In [1]:
%%javascript
MathJax.Hub.Config({
    TeX: { equationNumbers: { autoNumber: "AMS" } }
});

<IPython.core.display.Javascript object>

In [4]:
import numpy as np
from matplotlib import pyplot as plt
import pandas as pd
from scipy import stats
import statsmodels.api as sm
import statsmodels.stats as smstats

from IPython.core.interactiveshell import InteractiveShell
InteractiveShell.ast_node_interactivity = "all"

### Goodness of fit tests

The multinomial distribution is a generalization of the binomial distribution. Instead of two outcomes, we consider $k$ outcomes with given individual probabilities $p_i, i=1 \dots k$, and $n$ trials. We also have $k$ random variables in the vector $\bf{X}$ which record the number of times each outcome occurs.

$$
    f(\mathbf{x};n,\mathbf{p}) = P [X_1 = x_1 \dots X_k=x_k]=\frac{n!}{x_1!  \dots x_k!} p_1^{x_1} \dots p_k^{x_k} \hspace{2cm} \sum_{i=1}^k x_i = n
$$

Note that this is a **multivariate and joint** probability mass function for $k$ random variables. 
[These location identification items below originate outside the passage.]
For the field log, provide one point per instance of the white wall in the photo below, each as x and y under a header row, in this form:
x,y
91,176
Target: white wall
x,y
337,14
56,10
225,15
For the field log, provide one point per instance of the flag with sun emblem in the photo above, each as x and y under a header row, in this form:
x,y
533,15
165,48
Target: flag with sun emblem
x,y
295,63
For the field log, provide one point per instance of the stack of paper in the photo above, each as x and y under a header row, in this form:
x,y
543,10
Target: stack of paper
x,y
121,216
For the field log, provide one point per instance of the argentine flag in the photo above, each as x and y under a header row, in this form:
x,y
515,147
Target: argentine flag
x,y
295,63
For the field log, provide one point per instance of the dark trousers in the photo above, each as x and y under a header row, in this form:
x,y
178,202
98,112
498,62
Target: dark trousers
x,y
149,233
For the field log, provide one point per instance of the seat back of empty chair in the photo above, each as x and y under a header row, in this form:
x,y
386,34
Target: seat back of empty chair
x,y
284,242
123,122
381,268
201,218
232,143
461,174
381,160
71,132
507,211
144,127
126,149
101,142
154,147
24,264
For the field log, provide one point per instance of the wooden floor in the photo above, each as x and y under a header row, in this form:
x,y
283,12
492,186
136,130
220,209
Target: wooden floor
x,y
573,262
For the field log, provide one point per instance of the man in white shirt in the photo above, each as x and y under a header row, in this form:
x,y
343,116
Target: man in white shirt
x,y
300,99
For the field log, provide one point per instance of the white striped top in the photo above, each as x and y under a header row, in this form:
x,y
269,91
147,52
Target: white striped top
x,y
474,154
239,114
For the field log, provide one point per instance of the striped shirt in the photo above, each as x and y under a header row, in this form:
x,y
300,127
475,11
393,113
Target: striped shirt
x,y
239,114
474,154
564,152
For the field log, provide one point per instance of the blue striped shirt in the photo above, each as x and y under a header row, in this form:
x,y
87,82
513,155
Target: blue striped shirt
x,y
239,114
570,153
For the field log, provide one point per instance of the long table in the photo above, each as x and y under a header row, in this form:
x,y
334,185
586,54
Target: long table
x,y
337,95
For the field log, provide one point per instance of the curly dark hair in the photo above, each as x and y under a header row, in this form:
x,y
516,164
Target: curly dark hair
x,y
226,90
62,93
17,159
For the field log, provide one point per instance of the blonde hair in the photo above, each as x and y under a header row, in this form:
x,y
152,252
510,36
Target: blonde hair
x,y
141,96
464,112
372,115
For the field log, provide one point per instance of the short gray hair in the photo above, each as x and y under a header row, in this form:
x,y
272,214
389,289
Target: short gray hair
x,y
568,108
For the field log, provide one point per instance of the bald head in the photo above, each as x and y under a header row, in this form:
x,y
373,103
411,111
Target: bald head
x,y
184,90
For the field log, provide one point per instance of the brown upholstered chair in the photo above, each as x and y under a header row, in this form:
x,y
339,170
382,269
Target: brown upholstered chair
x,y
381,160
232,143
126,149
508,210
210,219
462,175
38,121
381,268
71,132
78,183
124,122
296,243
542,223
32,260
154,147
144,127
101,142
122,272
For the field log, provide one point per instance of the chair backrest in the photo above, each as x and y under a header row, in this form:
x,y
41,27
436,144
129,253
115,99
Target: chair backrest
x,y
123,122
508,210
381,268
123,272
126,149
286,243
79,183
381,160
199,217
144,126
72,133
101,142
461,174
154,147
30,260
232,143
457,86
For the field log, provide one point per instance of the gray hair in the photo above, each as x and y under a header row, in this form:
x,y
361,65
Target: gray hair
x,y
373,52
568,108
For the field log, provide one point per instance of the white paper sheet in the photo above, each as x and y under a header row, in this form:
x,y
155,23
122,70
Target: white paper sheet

This is also the sampling distribution of a sample of size $n$ drawn from a population where individuals have a characteristic with $k$ possible values. Under a null hypothesis that the population proportion vector $\boldsymbol{\pi} = \mathbf{p_0}$, we can, in principle, compute exact p values for a given sample realization $\mathbf{x}$

$$
p \text{ value} = \sum_{\mathbf{y} \in S} f (\mathbf{y};n,\mathbf{p_0}) \quad \text{where}\; S = \{\mathbf{y}: f(\mathbf{y};n,\mathbf{p_0}) \ge f(\mathbf{x};n,\mathbf{p_0})\}
$$

The computational method is brute force, but even then can take too long if $n$ and/or $k$ is large. A simple approximate test applicable in the large $n$ limit is the chi-squared goodness of fit test. In this test, given the null hypothesis, we compute the expected counts for each of the $k$ categories and compare them with the observed counts. With $E_j$ and $O_j$ as the expected and observed counts respectively,

$$
\sum_{j=1}^k \frac{(O_j-E_j)^2}{E_j} \sim \chi^2_{k-1}
$$

This test is widely used in the analysis of categorical data.

In [12]:
# https://www.newsweek.com/what-latest-polls-say-about-joe-biden-vs-donald-trump-2020-election-1505533
# May 21, 2020
# According to a new Quinnipiac University poll, 50 percent of voters said they would vote for Biden 
# if the election were today, while 39 percent favored Trump. The poll surveyed 1,323 registered voters 
# from May 14 to 18 and had a margin of error of plus or minus 2.7 percentage points.

n = 1323
k = 3         # Biden, Trump, undecided
ConfLevel = 0.95
alpha = 1 - ConfLevel

p0 = np.array([0.45,0.45,0.1])     # H0: pi = p0, tie between Biden and Trump

Observed = n*np.array([0.50,0.39, 0.11])
Expected = n*p0

TestStat = np.sum((Observed-Expected)**2/Expected)

UpperTailProb = 1-stats.chi2.cdf(TestStat,k-1)

Observed
Expected
TestStat
UpperTailProb   # Null hypothesis H0 rejected if UpperTailProb < alpha
if UpperTailProb < alpha:
    print("Null hypothesis rejected")
else:
    print("Failed to reject null hypothesis")

array([661.5 , 515.97, 145.53])

array([595.35, 595.35, 132.3 ])

19.256999999999987

6.582571437507845e-05

Null hypothesis rejected